Summary The ability of geochemistry techniques in reservoir-continuity studies has already been proved. Most of the traditional methods mainly involve analyzing nonpolar components of crude oil and overlooking polar components. Despite valuable information obtained from nonpolar components, these compounds are sometimes affected by various alterations or likely provide only a piece of the reservoir-compartmentalization puzzle. In this paper, an integrated geochemical approach that uses nonpolar (i.e., saturates and aromatics) and polar (i.e., asphaltenes) components of crude oil was performed to evaluate reservoir continuity efficiently. The Shadegan Oil Field in the Dezful Embayment in southwest Iran was investigated for reservoir-continuity studies to show the efficiency of this proposed technique.
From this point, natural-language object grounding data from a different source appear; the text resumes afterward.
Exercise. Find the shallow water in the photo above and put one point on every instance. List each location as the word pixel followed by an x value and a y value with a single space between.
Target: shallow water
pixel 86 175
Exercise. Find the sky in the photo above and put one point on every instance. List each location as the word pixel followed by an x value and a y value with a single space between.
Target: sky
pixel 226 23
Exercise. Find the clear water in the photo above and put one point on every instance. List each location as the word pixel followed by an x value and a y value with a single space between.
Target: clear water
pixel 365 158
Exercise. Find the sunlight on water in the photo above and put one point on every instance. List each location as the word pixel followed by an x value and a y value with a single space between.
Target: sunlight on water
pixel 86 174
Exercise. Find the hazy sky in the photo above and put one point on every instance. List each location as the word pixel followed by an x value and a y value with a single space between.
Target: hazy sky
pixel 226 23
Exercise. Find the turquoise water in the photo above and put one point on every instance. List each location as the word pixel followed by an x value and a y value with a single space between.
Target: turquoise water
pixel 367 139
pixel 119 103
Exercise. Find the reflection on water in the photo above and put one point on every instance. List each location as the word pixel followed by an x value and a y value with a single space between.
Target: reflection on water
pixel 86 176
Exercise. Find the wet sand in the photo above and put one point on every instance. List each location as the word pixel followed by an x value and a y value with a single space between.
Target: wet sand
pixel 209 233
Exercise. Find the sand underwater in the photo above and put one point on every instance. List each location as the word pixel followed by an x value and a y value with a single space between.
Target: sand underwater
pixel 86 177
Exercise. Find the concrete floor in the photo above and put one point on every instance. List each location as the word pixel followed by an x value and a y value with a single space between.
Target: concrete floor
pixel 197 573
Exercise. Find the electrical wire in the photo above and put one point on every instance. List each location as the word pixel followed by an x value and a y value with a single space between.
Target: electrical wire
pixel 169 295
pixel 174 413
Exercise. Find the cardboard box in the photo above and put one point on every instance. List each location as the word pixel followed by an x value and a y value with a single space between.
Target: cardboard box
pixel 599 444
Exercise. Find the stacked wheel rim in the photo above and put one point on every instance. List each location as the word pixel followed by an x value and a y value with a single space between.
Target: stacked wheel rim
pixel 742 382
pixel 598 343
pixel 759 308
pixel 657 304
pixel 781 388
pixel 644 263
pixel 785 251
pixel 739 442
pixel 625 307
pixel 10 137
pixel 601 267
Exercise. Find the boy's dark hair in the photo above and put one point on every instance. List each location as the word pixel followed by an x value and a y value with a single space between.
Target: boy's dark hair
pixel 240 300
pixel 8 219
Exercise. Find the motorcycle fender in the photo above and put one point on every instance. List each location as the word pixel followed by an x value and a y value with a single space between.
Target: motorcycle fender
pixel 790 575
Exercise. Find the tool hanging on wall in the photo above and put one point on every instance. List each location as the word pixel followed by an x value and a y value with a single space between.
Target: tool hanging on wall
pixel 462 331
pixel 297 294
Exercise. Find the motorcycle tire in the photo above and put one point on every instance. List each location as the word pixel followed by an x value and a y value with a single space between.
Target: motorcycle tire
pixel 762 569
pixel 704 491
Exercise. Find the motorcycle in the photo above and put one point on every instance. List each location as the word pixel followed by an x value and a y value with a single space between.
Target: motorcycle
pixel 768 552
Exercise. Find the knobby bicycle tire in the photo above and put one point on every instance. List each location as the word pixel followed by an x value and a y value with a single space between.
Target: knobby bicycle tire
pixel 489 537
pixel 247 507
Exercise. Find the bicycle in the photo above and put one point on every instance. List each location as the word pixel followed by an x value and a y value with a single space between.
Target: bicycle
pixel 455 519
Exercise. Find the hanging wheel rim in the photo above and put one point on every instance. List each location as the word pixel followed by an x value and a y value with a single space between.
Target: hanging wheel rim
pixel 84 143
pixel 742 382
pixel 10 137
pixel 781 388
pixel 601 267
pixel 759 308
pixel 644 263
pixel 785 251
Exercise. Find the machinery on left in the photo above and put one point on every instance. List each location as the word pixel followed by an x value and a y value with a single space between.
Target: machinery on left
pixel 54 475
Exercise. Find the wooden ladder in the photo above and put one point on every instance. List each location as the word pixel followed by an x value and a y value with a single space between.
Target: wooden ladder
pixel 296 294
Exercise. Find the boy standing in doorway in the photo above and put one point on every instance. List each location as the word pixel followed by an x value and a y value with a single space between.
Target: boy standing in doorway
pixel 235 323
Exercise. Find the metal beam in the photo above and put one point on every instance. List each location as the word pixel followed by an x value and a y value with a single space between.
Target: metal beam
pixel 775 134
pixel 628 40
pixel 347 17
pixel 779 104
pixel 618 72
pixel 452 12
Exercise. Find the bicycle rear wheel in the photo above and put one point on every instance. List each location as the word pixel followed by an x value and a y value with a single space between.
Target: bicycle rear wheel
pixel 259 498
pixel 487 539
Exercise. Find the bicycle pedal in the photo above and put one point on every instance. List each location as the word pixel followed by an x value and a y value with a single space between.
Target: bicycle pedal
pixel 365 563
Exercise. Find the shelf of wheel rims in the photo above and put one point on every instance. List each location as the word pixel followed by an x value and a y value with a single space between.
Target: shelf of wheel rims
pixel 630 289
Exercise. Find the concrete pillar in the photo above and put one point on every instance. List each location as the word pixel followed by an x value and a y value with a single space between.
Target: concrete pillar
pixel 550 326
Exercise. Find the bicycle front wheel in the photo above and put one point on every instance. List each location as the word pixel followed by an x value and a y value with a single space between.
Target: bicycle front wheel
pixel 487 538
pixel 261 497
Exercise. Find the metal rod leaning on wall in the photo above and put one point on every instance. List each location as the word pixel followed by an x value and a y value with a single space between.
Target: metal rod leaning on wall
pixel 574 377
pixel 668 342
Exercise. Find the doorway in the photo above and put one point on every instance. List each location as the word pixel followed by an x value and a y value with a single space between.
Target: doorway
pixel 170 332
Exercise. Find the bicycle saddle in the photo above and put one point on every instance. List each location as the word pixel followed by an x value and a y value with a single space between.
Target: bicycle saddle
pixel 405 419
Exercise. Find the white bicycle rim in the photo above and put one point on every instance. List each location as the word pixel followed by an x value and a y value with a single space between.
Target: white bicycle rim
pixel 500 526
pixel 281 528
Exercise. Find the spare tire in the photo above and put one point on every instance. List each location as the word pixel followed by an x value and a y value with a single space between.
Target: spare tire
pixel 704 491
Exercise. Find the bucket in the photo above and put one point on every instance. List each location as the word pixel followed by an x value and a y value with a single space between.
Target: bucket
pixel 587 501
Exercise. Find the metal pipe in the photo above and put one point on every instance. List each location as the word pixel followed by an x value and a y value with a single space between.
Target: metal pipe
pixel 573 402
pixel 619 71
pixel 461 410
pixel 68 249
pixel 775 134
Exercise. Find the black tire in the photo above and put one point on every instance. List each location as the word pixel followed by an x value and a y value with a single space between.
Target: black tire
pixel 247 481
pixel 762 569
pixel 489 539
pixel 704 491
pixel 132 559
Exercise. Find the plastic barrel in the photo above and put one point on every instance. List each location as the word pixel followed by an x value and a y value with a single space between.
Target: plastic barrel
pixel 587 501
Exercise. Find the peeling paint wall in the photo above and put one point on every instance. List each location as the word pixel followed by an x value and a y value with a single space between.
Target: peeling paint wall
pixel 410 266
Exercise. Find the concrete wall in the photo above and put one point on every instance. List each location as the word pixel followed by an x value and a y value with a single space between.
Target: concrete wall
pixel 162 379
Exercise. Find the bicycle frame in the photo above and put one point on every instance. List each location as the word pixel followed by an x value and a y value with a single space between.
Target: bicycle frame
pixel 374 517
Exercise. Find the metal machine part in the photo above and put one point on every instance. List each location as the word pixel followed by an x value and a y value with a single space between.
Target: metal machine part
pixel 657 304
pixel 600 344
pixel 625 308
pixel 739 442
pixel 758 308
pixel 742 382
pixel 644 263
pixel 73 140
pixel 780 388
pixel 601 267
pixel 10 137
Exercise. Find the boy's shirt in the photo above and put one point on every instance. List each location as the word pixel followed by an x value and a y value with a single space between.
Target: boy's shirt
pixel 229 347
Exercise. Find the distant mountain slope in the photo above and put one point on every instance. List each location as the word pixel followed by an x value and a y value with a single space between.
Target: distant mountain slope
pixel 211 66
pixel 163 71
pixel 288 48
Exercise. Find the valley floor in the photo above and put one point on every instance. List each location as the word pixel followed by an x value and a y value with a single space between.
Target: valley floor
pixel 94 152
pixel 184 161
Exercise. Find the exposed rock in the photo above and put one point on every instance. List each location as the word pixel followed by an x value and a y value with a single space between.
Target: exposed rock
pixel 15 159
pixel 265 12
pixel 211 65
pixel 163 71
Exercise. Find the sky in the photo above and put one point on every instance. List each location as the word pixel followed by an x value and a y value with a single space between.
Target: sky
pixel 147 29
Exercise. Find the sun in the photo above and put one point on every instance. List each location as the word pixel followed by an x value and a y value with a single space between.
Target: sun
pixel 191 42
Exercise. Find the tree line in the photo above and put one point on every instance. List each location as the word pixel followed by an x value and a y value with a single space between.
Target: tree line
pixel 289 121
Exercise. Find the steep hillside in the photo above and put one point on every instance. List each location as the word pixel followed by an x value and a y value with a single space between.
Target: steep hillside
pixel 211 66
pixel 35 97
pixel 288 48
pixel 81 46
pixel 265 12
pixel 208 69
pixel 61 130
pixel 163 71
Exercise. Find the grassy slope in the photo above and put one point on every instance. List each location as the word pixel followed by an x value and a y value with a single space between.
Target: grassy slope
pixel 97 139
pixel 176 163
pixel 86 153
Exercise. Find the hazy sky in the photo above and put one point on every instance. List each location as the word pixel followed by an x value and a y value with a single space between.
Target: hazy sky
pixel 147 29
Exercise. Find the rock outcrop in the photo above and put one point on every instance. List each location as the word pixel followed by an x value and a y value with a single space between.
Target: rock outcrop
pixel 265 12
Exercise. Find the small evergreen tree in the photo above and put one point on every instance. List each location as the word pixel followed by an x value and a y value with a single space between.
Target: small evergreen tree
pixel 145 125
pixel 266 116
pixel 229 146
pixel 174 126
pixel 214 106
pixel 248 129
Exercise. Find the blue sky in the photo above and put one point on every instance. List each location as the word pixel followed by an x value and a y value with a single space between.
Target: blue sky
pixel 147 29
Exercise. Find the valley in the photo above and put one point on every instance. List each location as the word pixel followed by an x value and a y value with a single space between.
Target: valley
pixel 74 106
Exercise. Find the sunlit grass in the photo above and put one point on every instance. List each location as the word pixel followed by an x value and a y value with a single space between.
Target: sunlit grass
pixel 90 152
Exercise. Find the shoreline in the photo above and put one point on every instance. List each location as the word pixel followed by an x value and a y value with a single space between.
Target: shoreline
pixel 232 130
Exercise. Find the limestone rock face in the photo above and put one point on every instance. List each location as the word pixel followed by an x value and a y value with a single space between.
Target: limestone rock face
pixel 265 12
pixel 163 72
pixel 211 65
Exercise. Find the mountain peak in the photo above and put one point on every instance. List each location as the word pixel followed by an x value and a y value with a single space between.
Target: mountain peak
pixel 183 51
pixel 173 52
The selected interparaffin peak ratios and light hydrocarbons [the C7 oil correlation star diagram (C7CSD)] from whole-oil gas chromatography (GC) (WOGC) chromatograms were used to obtain oil fingerprints from the nonpolar fraction of crude oils. The Fourier-transform infrared (FTIR) spectroscopy of asphaltenes was applied to obtain oil fingerprints from the polar fraction of crude oils. The pairwise comparison of studied wells by each technique was summarized in a similarity matrix with green, yellow, and red colors to show connectivity, limited connectivity, and disconnectivity according to oil fingerprints. Finally, a compartmentalization model was prepared from the integrated results of different techniques considering the worst-case scenarios regarding the occurrence or absence of reservoir continuity when relying on individual methods for the studied field. Results show that the Shadegan Oil Field comprises three zones in the Asmari Reservoir and two zones in the Bangestan Reservoir. Reservoir-engineering data, including pressure data and pressure/volume/temperature (PVT), completely corroborated the obtained results from the geochemical approach. The consistency of results suggested FTIR oil fingerprinting of asphaltene as a novel and straightforward technique, which is a complementary or even alternative method with respect to previous geochemical methods.